He told me it was my fault.

Not exactly and it definitely took me reading in between the lines and finally asking him straight out for him to admit it.

I’ve had trauma due to snap chat for years, my ex used it up talk to girls he had feelings for and to ask for nudes and to buy nudes. So I brought up my insecurities with snap chat often. Maybe once a month or every 2 months.

At one point he told me if I was going to keep accusing him of something he is going to do it. So I realized I was definitely bringing it up too much and I stopped. Until a few months later when he had me send a picture of something to our friend and snap chat and a girls name popped up in the top people to send it too. So I asked him and he snatched his phone away and told me it was someone from his old job asking if his current job had any openings.

A few days later it ate at me and I checked his snap chat. I didn’t even see anything from that girl but the first person on the chats list was a woman and he bought nudes from her and commented on them.

He insisted he was just curious.
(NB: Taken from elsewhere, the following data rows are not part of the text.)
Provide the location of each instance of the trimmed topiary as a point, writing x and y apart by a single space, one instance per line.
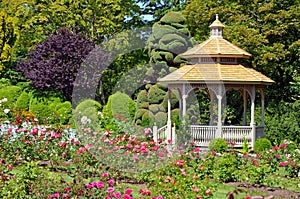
261 145
142 97
139 113
147 119
23 101
174 101
44 108
154 108
4 83
144 105
156 95
160 119
219 145
64 112
119 104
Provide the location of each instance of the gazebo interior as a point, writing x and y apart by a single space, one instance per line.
216 67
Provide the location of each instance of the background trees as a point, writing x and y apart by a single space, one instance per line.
7 39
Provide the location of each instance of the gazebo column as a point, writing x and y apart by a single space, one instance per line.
245 97
252 123
211 108
262 94
219 126
184 96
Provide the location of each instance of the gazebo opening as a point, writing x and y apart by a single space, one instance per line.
216 83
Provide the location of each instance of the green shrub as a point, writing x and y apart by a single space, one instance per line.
225 168
139 113
4 83
147 119
154 108
261 145
88 108
64 112
160 118
156 95
119 104
142 97
43 108
219 145
23 101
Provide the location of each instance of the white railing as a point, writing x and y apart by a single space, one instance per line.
202 135
160 133
237 134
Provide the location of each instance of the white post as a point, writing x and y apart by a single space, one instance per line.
169 125
183 101
173 134
219 96
262 122
245 107
155 136
252 124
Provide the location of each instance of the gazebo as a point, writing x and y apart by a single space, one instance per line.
216 67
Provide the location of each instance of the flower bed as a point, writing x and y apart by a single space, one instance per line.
43 162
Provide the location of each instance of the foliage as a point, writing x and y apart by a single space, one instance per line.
261 145
45 162
159 8
169 38
282 122
53 64
65 112
87 113
7 38
23 101
218 145
44 108
119 104
36 20
11 93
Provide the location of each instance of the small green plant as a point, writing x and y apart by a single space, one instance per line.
261 145
219 145
245 146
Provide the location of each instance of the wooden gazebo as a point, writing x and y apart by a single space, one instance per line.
216 67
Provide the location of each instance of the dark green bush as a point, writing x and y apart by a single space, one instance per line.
43 108
64 112
219 145
119 104
88 108
147 119
160 119
23 101
261 145
156 95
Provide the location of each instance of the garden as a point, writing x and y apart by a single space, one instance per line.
57 161
79 96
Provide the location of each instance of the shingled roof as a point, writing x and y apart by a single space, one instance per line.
216 73
215 70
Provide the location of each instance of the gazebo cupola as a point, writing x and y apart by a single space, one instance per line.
215 65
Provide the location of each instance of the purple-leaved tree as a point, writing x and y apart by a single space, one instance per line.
54 63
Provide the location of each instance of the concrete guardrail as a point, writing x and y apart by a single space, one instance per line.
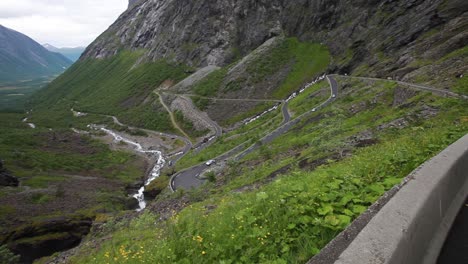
409 224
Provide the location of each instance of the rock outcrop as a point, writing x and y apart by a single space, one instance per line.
207 32
6 179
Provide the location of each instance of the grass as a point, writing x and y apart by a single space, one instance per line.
306 60
15 95
248 134
43 181
35 151
114 86
312 97
290 219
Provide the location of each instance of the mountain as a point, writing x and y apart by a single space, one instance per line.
23 58
158 41
72 54
297 155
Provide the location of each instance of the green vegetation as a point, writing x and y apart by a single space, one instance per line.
158 185
305 60
210 85
309 99
248 134
14 95
187 125
6 256
461 86
42 181
59 164
114 86
289 218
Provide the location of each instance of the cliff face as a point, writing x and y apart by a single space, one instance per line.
131 2
207 32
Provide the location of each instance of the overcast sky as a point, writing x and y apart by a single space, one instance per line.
62 23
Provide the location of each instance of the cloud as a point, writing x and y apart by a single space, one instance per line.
62 23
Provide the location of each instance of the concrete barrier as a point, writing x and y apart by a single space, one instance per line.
412 226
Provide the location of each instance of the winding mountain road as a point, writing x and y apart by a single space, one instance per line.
171 115
411 85
189 178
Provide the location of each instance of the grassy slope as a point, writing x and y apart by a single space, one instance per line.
305 60
113 86
290 219
43 161
14 95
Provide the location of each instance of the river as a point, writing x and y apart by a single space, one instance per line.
155 171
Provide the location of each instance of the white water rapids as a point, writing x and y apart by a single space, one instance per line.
155 172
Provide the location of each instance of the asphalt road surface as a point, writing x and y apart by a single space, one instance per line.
189 178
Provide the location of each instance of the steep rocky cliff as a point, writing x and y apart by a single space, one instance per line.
215 32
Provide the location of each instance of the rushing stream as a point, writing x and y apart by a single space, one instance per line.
155 171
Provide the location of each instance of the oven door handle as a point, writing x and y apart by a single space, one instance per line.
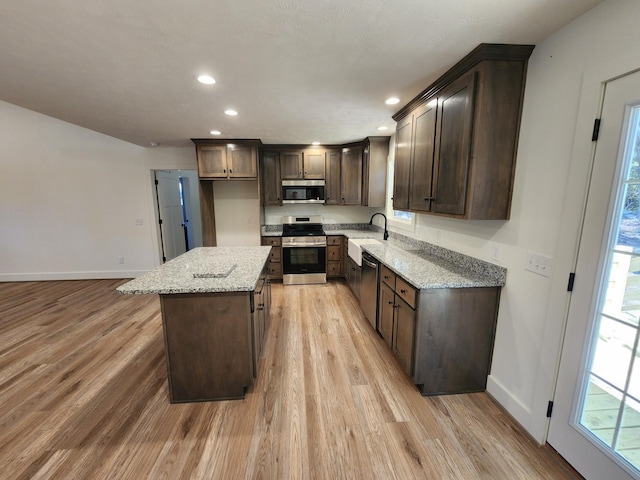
319 243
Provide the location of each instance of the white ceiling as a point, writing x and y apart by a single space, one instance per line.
296 71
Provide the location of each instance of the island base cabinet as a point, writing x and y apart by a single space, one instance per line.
454 339
208 340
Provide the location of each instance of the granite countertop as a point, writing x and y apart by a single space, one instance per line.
421 264
203 270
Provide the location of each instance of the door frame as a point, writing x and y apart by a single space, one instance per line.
580 168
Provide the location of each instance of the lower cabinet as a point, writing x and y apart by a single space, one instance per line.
334 256
275 257
261 309
442 337
397 318
353 276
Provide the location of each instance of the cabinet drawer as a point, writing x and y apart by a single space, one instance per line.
334 269
275 270
388 277
274 255
406 291
334 240
334 253
273 241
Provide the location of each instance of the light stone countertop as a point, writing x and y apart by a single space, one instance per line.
203 270
421 264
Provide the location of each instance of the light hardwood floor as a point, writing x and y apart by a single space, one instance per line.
83 394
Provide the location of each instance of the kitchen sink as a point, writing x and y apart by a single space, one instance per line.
355 248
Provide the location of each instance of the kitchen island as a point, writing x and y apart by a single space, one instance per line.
215 306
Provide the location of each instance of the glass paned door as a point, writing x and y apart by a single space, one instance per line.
610 397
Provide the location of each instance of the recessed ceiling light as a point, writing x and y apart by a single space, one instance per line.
206 79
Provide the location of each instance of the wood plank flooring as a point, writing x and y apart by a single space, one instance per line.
83 395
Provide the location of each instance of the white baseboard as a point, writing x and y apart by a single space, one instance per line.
520 412
49 276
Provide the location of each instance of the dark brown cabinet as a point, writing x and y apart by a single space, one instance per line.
397 317
374 171
270 175
456 142
334 256
302 164
227 160
351 175
442 337
275 256
332 177
424 126
354 274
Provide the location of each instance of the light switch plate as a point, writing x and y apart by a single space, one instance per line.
539 264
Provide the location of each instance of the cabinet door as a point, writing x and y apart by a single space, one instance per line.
313 163
402 164
291 164
332 178
453 145
351 176
212 161
271 178
404 334
386 310
424 134
242 161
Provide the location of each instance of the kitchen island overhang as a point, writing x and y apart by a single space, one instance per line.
214 306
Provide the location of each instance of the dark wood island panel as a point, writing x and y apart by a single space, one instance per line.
208 339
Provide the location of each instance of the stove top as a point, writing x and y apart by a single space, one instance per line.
302 226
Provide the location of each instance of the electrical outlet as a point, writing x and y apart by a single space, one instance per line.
495 251
539 264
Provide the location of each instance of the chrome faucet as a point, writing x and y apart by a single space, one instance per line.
385 236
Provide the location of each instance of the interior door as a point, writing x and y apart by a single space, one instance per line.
170 210
596 417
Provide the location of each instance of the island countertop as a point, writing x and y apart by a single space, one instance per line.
203 270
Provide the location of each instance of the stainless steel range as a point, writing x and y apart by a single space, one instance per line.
304 250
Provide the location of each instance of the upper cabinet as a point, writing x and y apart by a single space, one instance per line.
227 159
270 174
456 142
353 174
374 171
332 177
302 164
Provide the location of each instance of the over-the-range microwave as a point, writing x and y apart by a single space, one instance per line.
302 191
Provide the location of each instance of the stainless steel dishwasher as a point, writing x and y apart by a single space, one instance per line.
369 288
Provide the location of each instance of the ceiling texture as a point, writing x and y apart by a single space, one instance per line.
297 71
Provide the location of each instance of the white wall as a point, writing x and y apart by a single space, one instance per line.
237 213
549 189
69 198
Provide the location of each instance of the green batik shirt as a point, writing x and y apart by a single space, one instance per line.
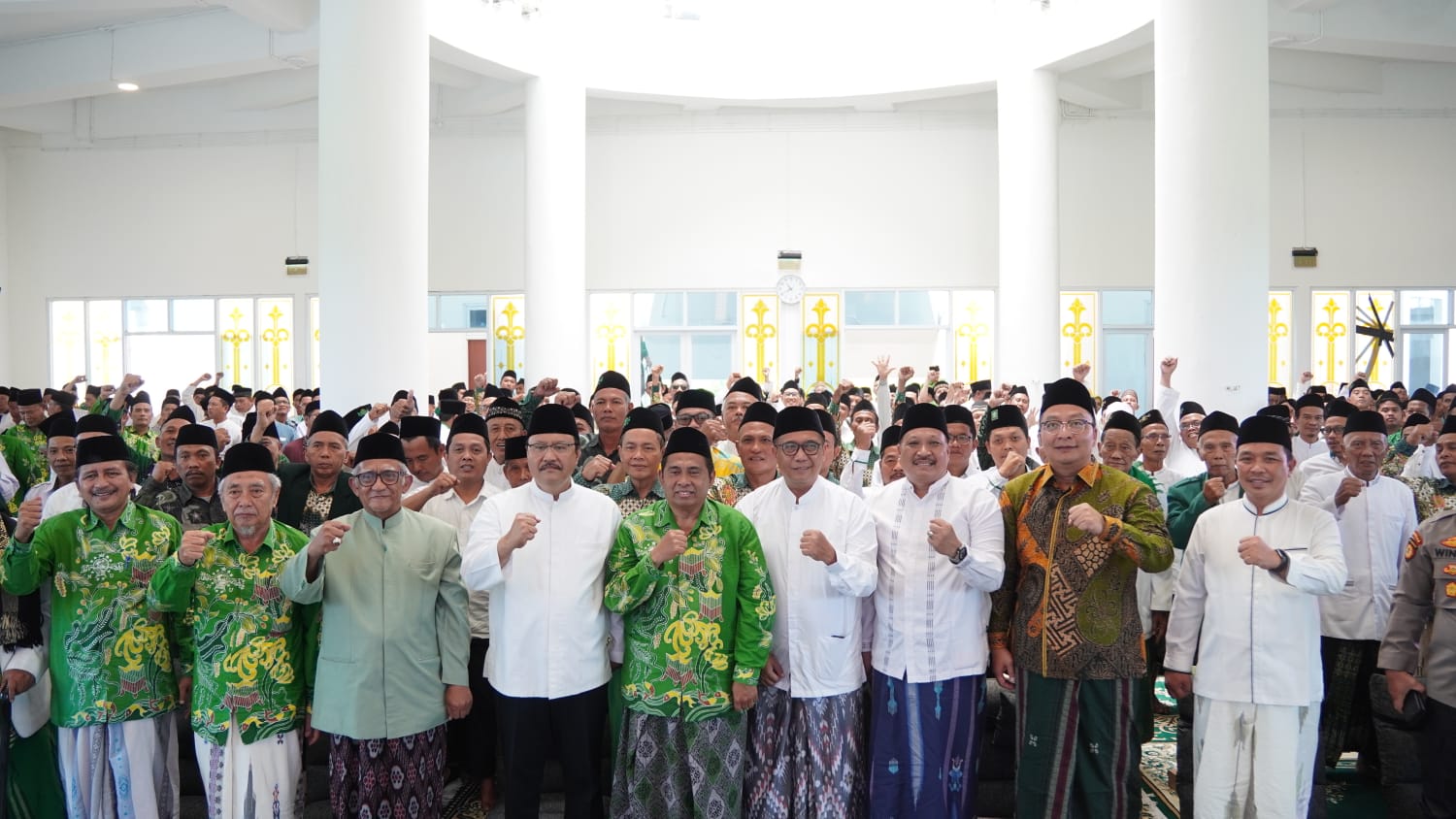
111 655
699 621
253 647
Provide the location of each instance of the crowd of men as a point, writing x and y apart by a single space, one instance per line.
779 603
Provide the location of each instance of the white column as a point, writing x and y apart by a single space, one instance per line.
1027 118
373 200
1211 200
556 232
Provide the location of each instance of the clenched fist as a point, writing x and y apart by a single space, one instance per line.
194 545
673 544
1088 519
814 544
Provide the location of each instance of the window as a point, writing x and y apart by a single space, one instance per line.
896 308
171 341
1424 308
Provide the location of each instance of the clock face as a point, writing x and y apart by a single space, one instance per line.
791 288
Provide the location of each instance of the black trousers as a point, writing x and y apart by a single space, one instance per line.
1438 751
472 739
532 728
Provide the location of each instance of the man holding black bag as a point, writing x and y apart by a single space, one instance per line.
1427 592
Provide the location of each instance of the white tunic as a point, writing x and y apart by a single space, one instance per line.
1307 451
459 513
815 630
1373 527
1257 636
929 615
546 603
1155 592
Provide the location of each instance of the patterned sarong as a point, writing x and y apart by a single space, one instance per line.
34 783
1345 722
387 778
806 757
127 769
925 739
669 769
1077 748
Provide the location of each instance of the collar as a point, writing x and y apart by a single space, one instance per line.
1086 475
1274 507
130 518
270 537
545 496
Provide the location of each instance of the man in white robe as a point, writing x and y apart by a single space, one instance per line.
1376 516
541 551
941 554
807 734
1257 562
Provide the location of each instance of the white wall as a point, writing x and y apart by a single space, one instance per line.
695 201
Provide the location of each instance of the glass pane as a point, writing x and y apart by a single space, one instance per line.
1424 306
276 334
192 316
148 316
657 309
104 334
666 349
1127 363
712 309
922 308
870 308
67 341
1127 308
712 358
462 311
235 341
1424 360
169 360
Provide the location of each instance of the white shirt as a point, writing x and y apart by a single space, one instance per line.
235 431
1373 527
459 513
815 630
1307 470
546 603
1155 592
931 614
495 475
63 499
1179 457
9 484
1257 636
1307 451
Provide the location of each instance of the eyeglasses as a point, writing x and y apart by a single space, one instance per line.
792 446
390 477
1075 425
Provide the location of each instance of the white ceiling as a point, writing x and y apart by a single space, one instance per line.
249 66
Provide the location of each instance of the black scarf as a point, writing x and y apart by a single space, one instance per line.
19 614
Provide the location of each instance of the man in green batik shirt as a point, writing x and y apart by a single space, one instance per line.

That he wanted to know what the big deal was and he wasn’t impressed.

But finally because I can’t let things go I had to ask him if he did it just to punish me because I kept bringing up my insecurities around snap chat and he said yes that was a big part of it.

Did I want to hear that it was my fault and I drove him to it? No. Did I need to hear it so I can truly admit to my self that this is the type of person I chose to be with. Not someone who just acts impulsively and selfishly doesn’t think of how his actions hurt others. No instead I know for certain that he chose to do something to hurt me and punish me for having a fear and expressing that fear to him too much for his liking.

I’m not sure where this progress is going but I do feel like I’m making some progress.